I wouldn't count that as a patch, actually :) Just pseudocode. I have no idea if invoking a subshell via backticks would work. Anyway, it's still necessary to cd into the downloads directory when invoking wget with -N, but I figure it's more robust to cd into $(HAIKU_DOWNLOAD_DIR) anyway.

Replying to umccullough:

FWIW, you could also modify your UserBuildConfig such that optional packages are only included when using a build profile where @disk is defined with the optional packages in a conditional block based on the profilename.

Furthermore, you could define a build profile that intentionally excludes them.

I don't know, it seems like it's not that big of a deal, and easily worked around if desired.

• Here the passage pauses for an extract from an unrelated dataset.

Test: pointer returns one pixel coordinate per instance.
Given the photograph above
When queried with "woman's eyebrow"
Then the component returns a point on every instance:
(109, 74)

Hey, this is just brilliant! Thanks! :D

Closing as invalid since I too find this to be the best solution to my problem.

in reply to:  7 comment:8 by bonefish, 15 years ago

Replying to meianoite:

Replying to bonefish:

Mmh, I don't think I've ever built an image with "-a". I usually just remove the "objects" directory and built normally, which also has the advantage of removing all the files that the build system doesn't know about anymore.

Hmm... Good point. What about the build/*cache files? Does it matter if I leave them there or erase them? I figure jam -a recreates those.

They contain information obtained from header scanning and from reading the jamfiles. Unless you've messed with timestamps (or your system time), there's no need to remove them.